Vote for The Common Space’s Lost Duver project at your local Tesco’s

Claire shares details of this latest campaign from The Common Space. Ed


Bags of Help for the Bay! Vote at Tesco for The Common Space’s Lost Duver project!

Great news for Bay greenspaces! The Common Space’s Lost Duver project, a community planting initiative to help revitalise coastal landscape and public greenspace in the Bay area has been awarded £8,000 by the Tesco’s Bags of Help programme.

The Lost Duver project...The Common Space and Arc are hoping to create a 5 mile coastal garden in the Bay

Turn £8,000 into £12,000
It’s one of three shortlisted projects and so now all that’s needed is everyone’s help to turn that £8,000 in to the top prize of £12,000 by casting their vote in their local Tesco stores.

Voting started on Monday (31st October), running through to 13th November and every vote counts!

Ian Boyd at Arc, and founder of The Common Space explains,

“The Common Space is a new not-for-profit organisation, working towards the revitalisation of public places, in particular in the Bay, and we’re delighted to have been picked by Tesco Bags of Help for our Lost Duver project.

“The Lost Duver project is literally locally grown! All around the Bay area, you can spot small hints and echoes of coastal flora such sea spurry and sea mouse-ear, reminders that this whole stretch was once a coastal landscape… a lost duver in fact!

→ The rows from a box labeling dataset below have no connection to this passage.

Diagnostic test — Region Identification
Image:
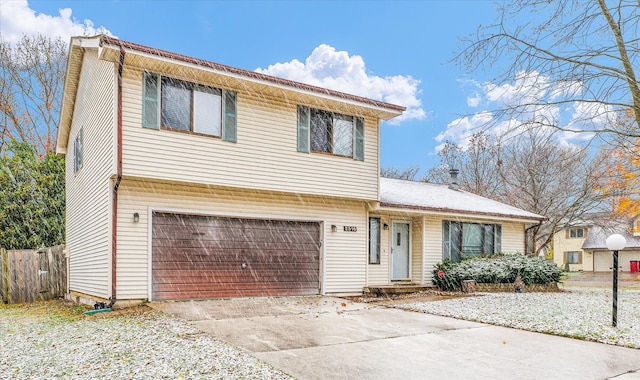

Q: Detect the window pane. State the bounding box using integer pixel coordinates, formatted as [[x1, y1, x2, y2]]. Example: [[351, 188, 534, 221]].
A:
[[449, 222, 462, 263], [193, 90, 222, 137], [311, 109, 332, 153], [567, 251, 580, 264], [482, 224, 496, 253], [333, 115, 353, 157], [369, 218, 380, 264], [142, 72, 159, 129], [462, 223, 484, 257], [162, 78, 191, 131]]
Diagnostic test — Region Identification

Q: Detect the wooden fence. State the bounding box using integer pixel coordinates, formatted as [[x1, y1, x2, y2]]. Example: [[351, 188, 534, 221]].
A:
[[0, 245, 67, 303]]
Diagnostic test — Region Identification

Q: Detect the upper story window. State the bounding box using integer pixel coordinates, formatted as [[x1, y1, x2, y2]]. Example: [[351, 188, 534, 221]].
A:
[[564, 251, 582, 264], [73, 128, 84, 173], [442, 220, 502, 262], [569, 228, 584, 239], [142, 72, 237, 142], [298, 106, 364, 161]]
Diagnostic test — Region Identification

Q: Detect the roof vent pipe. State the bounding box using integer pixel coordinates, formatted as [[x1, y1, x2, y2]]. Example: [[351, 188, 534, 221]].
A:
[[449, 169, 460, 190]]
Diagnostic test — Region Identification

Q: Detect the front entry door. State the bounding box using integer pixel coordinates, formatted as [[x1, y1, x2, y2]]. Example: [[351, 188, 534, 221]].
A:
[[391, 222, 409, 280]]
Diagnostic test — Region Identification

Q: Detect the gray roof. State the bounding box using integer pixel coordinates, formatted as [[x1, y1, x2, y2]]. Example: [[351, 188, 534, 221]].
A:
[[582, 222, 640, 249], [380, 178, 546, 221]]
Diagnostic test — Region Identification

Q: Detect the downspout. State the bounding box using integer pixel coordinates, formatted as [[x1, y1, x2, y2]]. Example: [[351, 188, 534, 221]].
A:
[[109, 46, 124, 308]]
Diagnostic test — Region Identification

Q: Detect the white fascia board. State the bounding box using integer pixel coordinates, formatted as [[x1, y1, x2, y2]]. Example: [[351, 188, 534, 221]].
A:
[[375, 207, 541, 224], [103, 44, 402, 120]]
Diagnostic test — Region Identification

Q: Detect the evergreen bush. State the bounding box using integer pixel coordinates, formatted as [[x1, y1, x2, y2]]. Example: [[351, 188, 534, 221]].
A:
[[433, 254, 562, 291]]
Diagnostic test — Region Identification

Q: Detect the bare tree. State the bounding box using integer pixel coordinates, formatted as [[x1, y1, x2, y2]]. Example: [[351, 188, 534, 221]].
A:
[[380, 165, 420, 181], [428, 129, 608, 253], [0, 35, 67, 152], [454, 0, 640, 137], [497, 130, 610, 252], [423, 131, 500, 198]]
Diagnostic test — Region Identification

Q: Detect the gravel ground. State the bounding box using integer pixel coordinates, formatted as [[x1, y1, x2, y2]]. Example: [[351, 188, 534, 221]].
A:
[[0, 301, 290, 379], [395, 289, 640, 348]]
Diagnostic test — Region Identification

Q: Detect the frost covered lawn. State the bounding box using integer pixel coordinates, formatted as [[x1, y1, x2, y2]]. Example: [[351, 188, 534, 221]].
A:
[[396, 289, 640, 348], [0, 301, 289, 379]]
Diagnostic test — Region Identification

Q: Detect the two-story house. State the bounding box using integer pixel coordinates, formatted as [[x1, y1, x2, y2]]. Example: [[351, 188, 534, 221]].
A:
[[57, 36, 543, 302]]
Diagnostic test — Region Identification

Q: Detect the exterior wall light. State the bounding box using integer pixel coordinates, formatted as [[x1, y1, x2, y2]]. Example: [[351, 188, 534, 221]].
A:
[[607, 234, 627, 327]]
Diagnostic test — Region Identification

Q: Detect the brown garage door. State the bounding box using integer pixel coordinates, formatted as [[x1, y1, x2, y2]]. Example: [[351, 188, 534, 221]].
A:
[[152, 213, 320, 300]]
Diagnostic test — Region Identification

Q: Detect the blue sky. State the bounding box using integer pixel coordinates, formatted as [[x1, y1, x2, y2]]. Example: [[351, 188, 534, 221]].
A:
[[0, 0, 516, 173]]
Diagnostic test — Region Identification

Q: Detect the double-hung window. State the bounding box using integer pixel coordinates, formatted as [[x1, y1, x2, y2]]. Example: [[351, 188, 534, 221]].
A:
[[142, 72, 237, 142], [565, 251, 582, 264], [442, 220, 502, 262], [298, 106, 364, 161], [569, 228, 584, 239]]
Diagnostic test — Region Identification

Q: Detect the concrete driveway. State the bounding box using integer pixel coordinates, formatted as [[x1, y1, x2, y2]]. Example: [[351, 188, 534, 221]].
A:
[[150, 297, 640, 379]]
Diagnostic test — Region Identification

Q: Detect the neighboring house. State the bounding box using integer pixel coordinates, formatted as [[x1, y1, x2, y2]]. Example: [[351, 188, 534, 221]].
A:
[[553, 213, 640, 272], [57, 36, 544, 302]]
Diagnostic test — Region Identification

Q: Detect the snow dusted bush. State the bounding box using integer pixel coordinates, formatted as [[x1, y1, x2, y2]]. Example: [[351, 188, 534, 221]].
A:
[[433, 255, 562, 290]]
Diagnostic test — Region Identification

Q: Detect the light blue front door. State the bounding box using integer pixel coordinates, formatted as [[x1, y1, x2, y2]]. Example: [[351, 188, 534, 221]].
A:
[[391, 222, 410, 280]]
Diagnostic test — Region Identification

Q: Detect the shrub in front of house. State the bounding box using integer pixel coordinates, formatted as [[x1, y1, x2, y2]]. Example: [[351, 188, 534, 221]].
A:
[[433, 254, 562, 291]]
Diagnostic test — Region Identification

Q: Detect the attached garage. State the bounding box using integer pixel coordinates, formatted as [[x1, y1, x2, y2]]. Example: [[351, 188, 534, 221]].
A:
[[151, 212, 322, 301]]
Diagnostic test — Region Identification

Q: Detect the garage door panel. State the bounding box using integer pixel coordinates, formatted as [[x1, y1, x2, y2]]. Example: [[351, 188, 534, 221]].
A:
[[155, 271, 317, 286], [152, 213, 320, 300], [153, 247, 319, 264], [153, 261, 318, 275], [157, 288, 314, 300], [153, 227, 316, 244], [153, 237, 318, 250]]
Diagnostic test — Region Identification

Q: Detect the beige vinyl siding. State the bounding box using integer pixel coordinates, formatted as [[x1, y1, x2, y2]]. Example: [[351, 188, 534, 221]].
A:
[[112, 179, 368, 299], [553, 227, 587, 270], [123, 69, 378, 200], [66, 51, 117, 298], [423, 215, 524, 283], [366, 214, 391, 286]]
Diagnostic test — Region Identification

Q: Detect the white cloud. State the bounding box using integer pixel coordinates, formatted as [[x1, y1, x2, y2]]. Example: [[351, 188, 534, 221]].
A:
[[0, 0, 112, 43], [435, 111, 493, 151], [442, 71, 614, 151], [256, 44, 427, 124], [467, 94, 482, 107]]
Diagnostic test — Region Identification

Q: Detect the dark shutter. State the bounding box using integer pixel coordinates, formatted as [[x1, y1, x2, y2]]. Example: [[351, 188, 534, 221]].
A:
[[142, 72, 160, 129], [353, 117, 364, 161], [298, 106, 310, 153], [222, 90, 238, 142]]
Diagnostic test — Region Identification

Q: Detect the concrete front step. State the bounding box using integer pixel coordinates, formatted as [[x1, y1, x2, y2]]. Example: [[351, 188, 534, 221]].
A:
[[364, 283, 436, 296]]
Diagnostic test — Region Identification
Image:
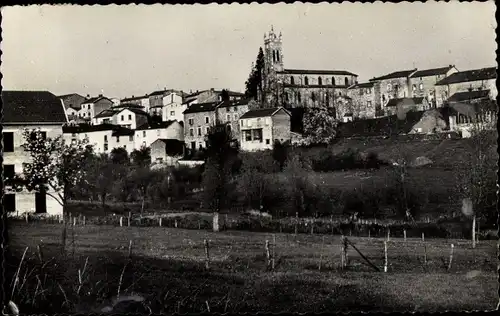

“We’ve been trying to make space for this coastal palette wherever opportunities arise, along with the Bay CCT, Green Towns, Dinosaur Isle, the Isle of Wight Council, EWLP, local Town Councils and Sandown business association, Green Army volunteers, the Coastal Gardener and local groups! We believe that public places, community spaces and green infrastructure can deliver fantastic opportunities for wildlife encounter and exploration and that all of this has the power to regenerate.

“That’s why the Lost Duver project has ecology at its heart and involves creating a new style of landscaping, using a mix of native coastal plants as well as their garden equivalents, to create a real resource for biodiversity, so it’s a draw for wildlife as well as for visitors and residents. The hope is to bring all this together, in public places, street planting, parks and coastal walks, to create a 5-mile coastal garden.

“Through the Shaping the Bay community consultations, we’ve identified three fantastic spots spaced along those 5 miles; the gardens around the Lift in Shanklin, Battery Gardens in Lake and dune verges at Yaverland… the Tesco Bags of Help funding will be a brilliant boost towards our goal. It’s a long term project with all sorts of great stuff involved – plant rescue, propagation and seed collection, tweaks to maintenance and plant research. By Spring 2018, we should really start to see the results!”

Make sure to pop into your local Tesco store, in Lake or in Ryde to vote!